CRÍTICA | Calmaria

Direção: Steven Knight
Roteiro: Steven Knight
Elenco: Matthew McConaughey, Anne Hathaway, Diane Lane, Jason Clarke, Djimon Hounsou, entre outros
Origem: EUA
Ano: 2019


Após assistir ao trailer de Calmaria (Serenity), não é tão simples deduzir seu tema, mas é possível induzir que algo não está certo na Ilha de Plymouth, onde se passa a história. É bem viável supor, então, traços de paralelos com filmes como O Show de Truman (1998) e Ilha do Medo (2010). Qual seria a motivação do protagonista nessa trama? Ela sequer existe?

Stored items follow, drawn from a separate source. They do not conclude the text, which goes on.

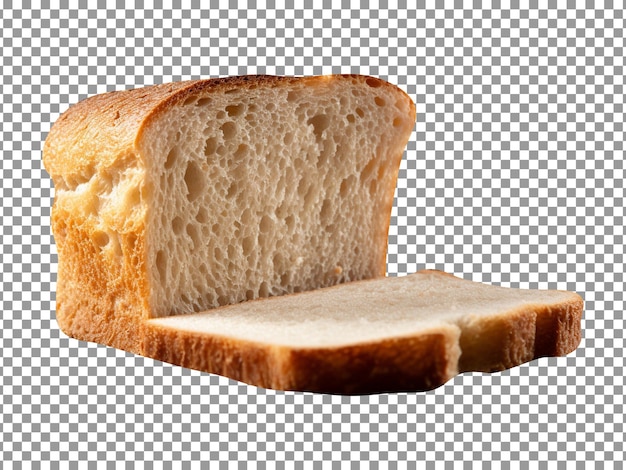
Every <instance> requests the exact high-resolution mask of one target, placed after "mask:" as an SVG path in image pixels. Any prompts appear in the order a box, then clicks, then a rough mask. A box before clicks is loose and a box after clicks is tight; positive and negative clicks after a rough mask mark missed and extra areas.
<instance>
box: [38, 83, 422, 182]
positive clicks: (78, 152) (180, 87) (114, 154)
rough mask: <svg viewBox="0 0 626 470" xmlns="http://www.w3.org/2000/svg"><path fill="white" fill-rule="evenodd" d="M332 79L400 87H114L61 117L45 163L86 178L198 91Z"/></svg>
mask: <svg viewBox="0 0 626 470" xmlns="http://www.w3.org/2000/svg"><path fill="white" fill-rule="evenodd" d="M328 80H359V81H363V82H365V83H367V84H368V85H369V86H371V87H373V88H378V87H389V88H390V89H394V90H396V91H398V90H399V88H397V87H395V86H394V85H392V84H390V83H388V82H385V81H384V80H381V79H379V78H375V77H369V76H364V75H326V76H324V75H322V76H315V77H282V76H281V77H279V76H271V75H245V76H241V77H226V78H213V79H207V80H189V81H182V82H174V83H167V84H159V85H152V86H148V87H144V88H137V89H132V90H123V91H112V92H109V93H103V94H100V95H96V96H93V97H90V98H87V99H85V100H83V101H80V102H79V103H77V104H75V105H73V106H72V107H70V108H69V109H68V110H67V111H66V112H65V113H63V114H62V115H61V116H60V117H59V119H58V120H57V121H56V122H55V124H54V126H52V129H50V133H49V134H48V138H47V139H46V142H45V145H44V151H43V162H44V166H45V168H46V170H47V171H48V173H49V174H50V176H52V177H53V178H55V177H58V176H60V177H64V178H67V177H72V176H74V175H83V176H82V178H86V176H84V174H85V173H88V172H90V171H93V168H92V167H93V165H95V164H98V165H101V166H103V167H108V166H111V165H112V164H114V162H115V161H116V160H117V159H118V158H120V157H123V156H124V155H125V154H126V152H128V151H129V150H132V149H135V148H136V147H137V145H138V143H139V141H140V139H141V138H142V136H143V132H142V131H143V129H144V128H145V126H146V124H148V122H149V121H150V120H152V119H154V118H156V117H158V115H159V114H160V113H161V112H163V111H166V110H167V109H168V108H169V107H171V106H173V105H175V104H176V103H178V102H180V101H183V100H185V99H187V98H188V97H189V96H192V95H194V94H197V93H199V92H208V91H215V92H227V91H228V90H231V89H246V88H249V89H251V88H255V87H258V86H260V85H265V86H267V85H269V86H280V85H281V84H287V83H293V82H300V83H301V84H302V85H315V84H316V83H318V82H324V81H328ZM406 99H407V103H410V106H411V110H412V114H413V115H415V104H414V103H413V101H412V100H411V99H410V97H409V96H408V95H407V96H406ZM103 144H105V145H106V146H103ZM87 179H88V178H87Z"/></svg>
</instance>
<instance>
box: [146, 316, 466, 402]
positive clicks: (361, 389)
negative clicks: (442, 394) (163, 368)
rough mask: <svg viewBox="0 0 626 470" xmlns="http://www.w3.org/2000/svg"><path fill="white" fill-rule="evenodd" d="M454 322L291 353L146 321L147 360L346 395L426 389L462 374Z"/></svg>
mask: <svg viewBox="0 0 626 470" xmlns="http://www.w3.org/2000/svg"><path fill="white" fill-rule="evenodd" d="M459 334H460V331H459V329H458V328H457V327H456V326H454V325H441V326H440V327H438V328H436V329H435V328H433V329H431V330H429V331H425V332H421V333H419V334H416V335H412V336H406V337H399V338H388V339H382V340H380V341H374V342H369V343H358V344H353V345H345V346H339V347H322V348H290V347H282V346H275V345H271V344H264V343H255V342H252V341H247V340H236V339H233V338H226V337H222V336H219V335H209V334H200V333H195V332H190V331H180V330H176V329H174V328H168V327H163V326H161V325H155V324H153V323H152V322H150V321H147V322H146V324H145V336H144V344H143V355H145V356H147V357H150V358H153V359H156V360H159V361H163V362H167V363H171V364H176V365H180V366H183V367H187V368H190V369H195V370H199V371H203V372H209V373H214V374H219V375H222V376H225V377H228V378H230V379H234V380H238V381H240V382H244V383H247V384H250V385H255V386H257V387H263V388H269V389H274V390H291V391H305V392H317V393H328V394H341V395H364V394H374V393H384V392H403V391H426V390H431V389H434V388H436V387H439V386H441V385H443V384H444V383H446V382H447V381H448V380H450V379H451V378H452V377H454V376H456V375H457V374H458V370H457V369H456V364H457V363H458V358H459V355H460V349H459V347H458V337H459Z"/></svg>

Matthew McConaughey (White Boy Rick) não tem problemas em entregar um personagem visivelmente perturbado e instável. Inclusive, pode-se considerar que sua atuação é um dos poucos elementos que conseguem prender nossa atenção durante os 107 minutos de duração do longa-metragem.

Escrito e dirigido por Steven Knight (Locke), a obra desenrola-se em uma ilha onde todos sabem da vida de todos. Baker Dill (McConaughey) é um pescador que parece obcecado em capturar um peixe considerado imaginário pelos outros. Tudo muda com a chegada de Karen (Anne Hathaway), ex-mulher e mãe do filho de Dill, que oferece dinheiro para que ele mate seu violento e atual marido. 

Foto: Diamond Films

Outra das limitadas características positivas do filme são as imagens estonteantes de sua fotografia, repleta de paisagens belíssimas e paradisíacas que estão sempre muito bem iluminadas. A luz e as cores fortes passam a impressão de algo “ilusório” ou até mesmo uma “aura” de sonho. Além disso, há uma atmosfera de suspense e enigma que pressupõe um certo tom de surrealismo. Algumas ocorrência são simplesmente estranhas. 

Mal entramos no segundo ato do longa e o roteiro já deixa claro que existe um mistério ali que será revelado no terço final da narrativa. O problema da produção, no entanto, é subestimar levemente a inteligência do espectador. Tudo é muito auto explicado, como se não fôssemos capazes de interpretar as imagens que vemos em tela. Muitos diálogos são expositivos e desnecessários, o que enfraquece o valor da obra.

E ainda que o mistério seja apresentado no momento certo, a resolução é entregue cedo demais. Mesmo com as várias pistas anteriores, que só poderiam nos levar a um único caminho, entregam-nos as respostas explicitamente. Talvez tenha tido uma tentativa do roteiro de nos fazer duvidar do que nos foi revelado. Pode ser que a pergunta “e se não for isso?” tenha passado pela nossa cabeça, mas não permaneceu por muito tempo. Os sinais eram muito óbvios. 

Foto: Diamond Films

A premissa de Calmaria é interessante e, de fato, intrigante, no entanto, poderia ter sido melhor desenvolvida para prender a atenção do espectador um pouco mais, nos mantendo fixados com a narrativa, ao invés de nos entregar respostas tão facilmente. Somado ao bom elenco que tinha em mãos, me parece uma oportunidade desperdiçada por Knight.